First a copy/paste where I put my thoughts on this elsewhere:
In concept it isn't bad. They took traces of accesses for several gaming scenarios to recreate on the test system. Apparently it needs a 30GB test file to work off, so it does kinda represent a porky game install. The headline output is a benchmark score, with detailed output of average transfer rate and access latency.
I'd be curious to see how it performs if it wasn't for one hurdle. This is a paid DLC to the paid 3DMark Advanced, which is probably the version enthusiasts most likely have as it is frequently on sale. While the cost is not huge, the main question is what value does it give? If you have the hardware already, you get a score and... then what? Unlike CPUs and GPUs, there's not really much you can do to overclock or otherwise improve performance of a SSD. Maybe if you're testing software caching strategies? That's a bit of a stretch. Or just checking system performance, but there are other ways to do that.

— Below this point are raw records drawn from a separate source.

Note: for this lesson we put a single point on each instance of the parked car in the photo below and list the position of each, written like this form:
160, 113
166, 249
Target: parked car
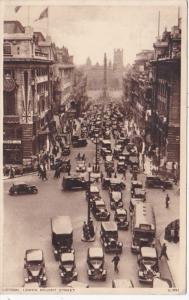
22, 188
99, 210
116, 199
122, 283
61, 235
67, 267
95, 261
34, 267
109, 237
81, 167
79, 142
66, 150
74, 181
148, 264
157, 182
120, 217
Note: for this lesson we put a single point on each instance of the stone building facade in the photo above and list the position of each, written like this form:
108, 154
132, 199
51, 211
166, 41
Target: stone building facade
27, 92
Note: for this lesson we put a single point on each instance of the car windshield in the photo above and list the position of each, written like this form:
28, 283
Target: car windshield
34, 262
96, 260
149, 260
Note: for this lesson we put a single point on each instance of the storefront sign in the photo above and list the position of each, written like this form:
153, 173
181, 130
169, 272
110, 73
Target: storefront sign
8, 83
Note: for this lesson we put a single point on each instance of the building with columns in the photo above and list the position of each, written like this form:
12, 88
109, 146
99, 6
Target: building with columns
27, 92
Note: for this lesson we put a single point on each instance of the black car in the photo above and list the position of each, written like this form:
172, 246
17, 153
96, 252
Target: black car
120, 218
99, 210
157, 182
74, 181
148, 265
95, 261
116, 199
67, 267
66, 150
61, 235
109, 237
79, 142
34, 267
22, 188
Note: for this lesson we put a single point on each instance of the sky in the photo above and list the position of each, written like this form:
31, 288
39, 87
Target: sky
90, 31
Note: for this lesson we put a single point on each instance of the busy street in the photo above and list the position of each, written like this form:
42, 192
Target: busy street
31, 217
93, 148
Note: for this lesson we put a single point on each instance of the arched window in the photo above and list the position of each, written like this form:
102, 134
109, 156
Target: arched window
7, 48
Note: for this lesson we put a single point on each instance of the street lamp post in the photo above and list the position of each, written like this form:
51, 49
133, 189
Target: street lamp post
89, 193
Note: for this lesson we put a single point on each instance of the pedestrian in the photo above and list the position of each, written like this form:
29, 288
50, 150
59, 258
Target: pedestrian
91, 228
164, 252
116, 260
167, 200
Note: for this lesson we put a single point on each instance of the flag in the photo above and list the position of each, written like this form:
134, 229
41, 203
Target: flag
17, 8
43, 15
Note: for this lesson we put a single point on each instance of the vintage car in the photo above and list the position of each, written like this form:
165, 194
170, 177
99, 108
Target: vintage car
22, 188
66, 150
148, 264
116, 184
120, 217
117, 151
67, 267
74, 181
34, 267
121, 167
135, 184
95, 261
157, 182
79, 142
116, 199
99, 210
94, 193
113, 183
109, 237
139, 193
122, 283
62, 235
81, 167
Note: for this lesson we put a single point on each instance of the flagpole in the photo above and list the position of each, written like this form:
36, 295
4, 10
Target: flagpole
28, 15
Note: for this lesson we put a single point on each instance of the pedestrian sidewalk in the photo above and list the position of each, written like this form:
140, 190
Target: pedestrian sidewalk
173, 253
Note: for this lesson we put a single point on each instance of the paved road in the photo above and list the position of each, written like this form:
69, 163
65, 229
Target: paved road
27, 225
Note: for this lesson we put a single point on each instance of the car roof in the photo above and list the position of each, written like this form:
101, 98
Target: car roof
94, 188
115, 180
144, 214
61, 225
67, 256
109, 226
122, 283
160, 283
148, 252
34, 254
95, 252
140, 191
99, 201
137, 182
121, 211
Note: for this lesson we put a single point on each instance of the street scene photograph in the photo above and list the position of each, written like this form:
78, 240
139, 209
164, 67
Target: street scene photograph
93, 134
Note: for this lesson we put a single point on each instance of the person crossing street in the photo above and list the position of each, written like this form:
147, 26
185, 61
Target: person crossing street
116, 260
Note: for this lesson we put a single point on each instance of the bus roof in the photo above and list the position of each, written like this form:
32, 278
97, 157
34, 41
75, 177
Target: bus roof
144, 215
61, 225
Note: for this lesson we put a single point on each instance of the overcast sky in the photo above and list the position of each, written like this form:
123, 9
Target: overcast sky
93, 30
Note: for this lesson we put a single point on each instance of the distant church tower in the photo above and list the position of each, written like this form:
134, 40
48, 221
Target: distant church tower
118, 59
105, 78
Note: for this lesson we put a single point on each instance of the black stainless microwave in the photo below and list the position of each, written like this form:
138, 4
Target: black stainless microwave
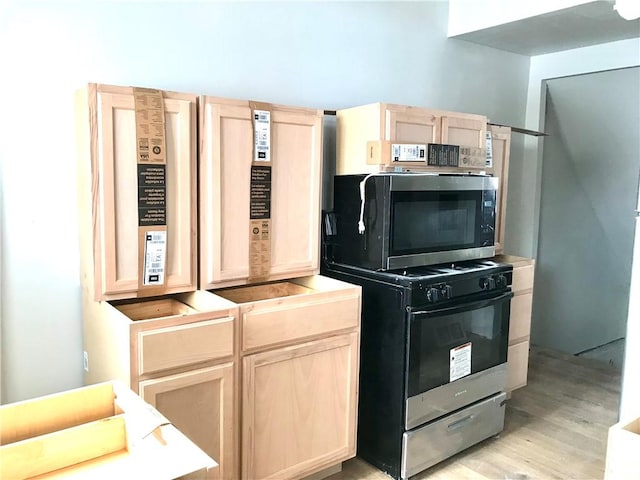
388, 221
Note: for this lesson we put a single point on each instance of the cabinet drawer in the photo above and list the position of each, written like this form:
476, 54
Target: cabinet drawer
520, 317
522, 278
287, 323
172, 347
517, 365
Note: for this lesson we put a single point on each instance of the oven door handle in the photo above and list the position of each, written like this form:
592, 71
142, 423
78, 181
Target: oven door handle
465, 307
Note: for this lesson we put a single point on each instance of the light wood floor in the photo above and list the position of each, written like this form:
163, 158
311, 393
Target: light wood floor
555, 428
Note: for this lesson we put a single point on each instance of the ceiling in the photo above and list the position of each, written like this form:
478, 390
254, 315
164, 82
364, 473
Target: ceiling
580, 26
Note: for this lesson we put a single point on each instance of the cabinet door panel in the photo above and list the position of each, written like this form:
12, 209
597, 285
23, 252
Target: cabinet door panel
225, 169
517, 365
200, 404
413, 127
466, 132
295, 208
117, 238
520, 318
501, 145
299, 408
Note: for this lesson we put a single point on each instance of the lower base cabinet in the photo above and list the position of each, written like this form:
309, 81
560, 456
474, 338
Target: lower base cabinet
299, 407
200, 404
519, 320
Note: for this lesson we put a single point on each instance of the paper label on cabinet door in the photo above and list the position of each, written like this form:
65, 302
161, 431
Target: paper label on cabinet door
460, 361
259, 249
404, 152
262, 135
152, 187
489, 141
155, 255
150, 138
260, 222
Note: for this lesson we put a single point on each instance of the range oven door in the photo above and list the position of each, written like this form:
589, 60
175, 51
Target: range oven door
457, 356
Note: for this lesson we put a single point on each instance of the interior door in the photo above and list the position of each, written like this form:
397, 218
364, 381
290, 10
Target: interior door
590, 168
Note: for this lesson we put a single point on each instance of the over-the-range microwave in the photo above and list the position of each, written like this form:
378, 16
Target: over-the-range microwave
387, 221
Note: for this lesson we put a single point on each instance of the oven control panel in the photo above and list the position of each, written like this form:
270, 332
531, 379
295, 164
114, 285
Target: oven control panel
493, 282
425, 293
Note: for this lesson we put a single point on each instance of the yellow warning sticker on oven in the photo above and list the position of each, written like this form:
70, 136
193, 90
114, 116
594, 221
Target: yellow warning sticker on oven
460, 362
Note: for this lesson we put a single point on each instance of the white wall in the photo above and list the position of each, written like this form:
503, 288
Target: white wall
523, 228
471, 15
327, 55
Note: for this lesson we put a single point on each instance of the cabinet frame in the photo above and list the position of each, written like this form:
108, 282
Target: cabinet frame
223, 374
251, 363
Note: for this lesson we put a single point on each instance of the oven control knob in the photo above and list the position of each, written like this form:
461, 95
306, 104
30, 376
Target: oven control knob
487, 283
433, 294
501, 281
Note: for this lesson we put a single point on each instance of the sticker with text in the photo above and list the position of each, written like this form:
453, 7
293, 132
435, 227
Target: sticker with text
460, 361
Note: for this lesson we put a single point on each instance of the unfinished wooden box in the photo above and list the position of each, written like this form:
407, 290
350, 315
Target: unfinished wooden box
108, 183
300, 354
364, 135
519, 320
100, 431
177, 352
226, 158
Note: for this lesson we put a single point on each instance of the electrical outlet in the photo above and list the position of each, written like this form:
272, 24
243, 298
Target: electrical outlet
85, 361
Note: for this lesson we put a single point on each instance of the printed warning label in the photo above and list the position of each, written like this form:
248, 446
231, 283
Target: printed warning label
262, 135
149, 111
260, 192
404, 152
489, 146
155, 254
460, 362
152, 195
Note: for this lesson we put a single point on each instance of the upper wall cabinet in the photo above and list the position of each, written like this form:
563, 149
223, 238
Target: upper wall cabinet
402, 124
232, 249
137, 220
386, 124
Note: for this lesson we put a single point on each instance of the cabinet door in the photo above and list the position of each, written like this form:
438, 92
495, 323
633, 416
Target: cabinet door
115, 173
501, 144
412, 125
299, 408
517, 365
200, 404
225, 169
295, 201
226, 158
466, 131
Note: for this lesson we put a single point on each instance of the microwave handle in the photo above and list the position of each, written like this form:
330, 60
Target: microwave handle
463, 307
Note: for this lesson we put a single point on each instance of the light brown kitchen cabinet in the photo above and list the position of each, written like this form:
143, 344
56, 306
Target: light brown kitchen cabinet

Also the headline score is an abstract value, and only useful if viewed in context of others. I also have to wonder, how the tests are weighted. For example, one is for recording gameplay via OBS. I do wonder if they would have been better to split scores into several sections, for example, loading time (probably most important generally), install time (mix of read/write and/or copy operations?), and game video capture as another output.
Benchmark wise, how much does it vary with the SSD itself, or does it get impacted by the rest of the system? If you use it to decide what to buy, then the reviewer will buy and use it.
I think this opens more questions than it answers. Think I'll stick to CrystalDiskMark as at least it is clear what the outputs are of that.
Some additional thoughts since then:
I have since looked at the technical description given for the bench, which partially answers the "what" but is still unconvincing in its relevancy.
I have seen some others have run it and report not a lot of disk activity going on, and getting low average transfer rates. Far lower than what the drives are capable of. This might be realistic in the sense that games may still be coded in a way that benefits HD owners, at the cost of SSD owners. I don't know how true that is today. For a slow storage device, CPU performance impact cost is lower than storage performance impact cost. For faster storage like a SSD, the CPU quickly becomes the limiting factor. The traces that were taken and used in the bench would probably have such limitations baked in. Then it is no longer that much of a SSD test. Well, a fast SSD might still perform better than a slower SSD or even HD, but we kinda already know that already. Does this bench rank SSDs in a gaming usage case better than other test tools?
I think that it isn't free to the masses will kill it off from much usage.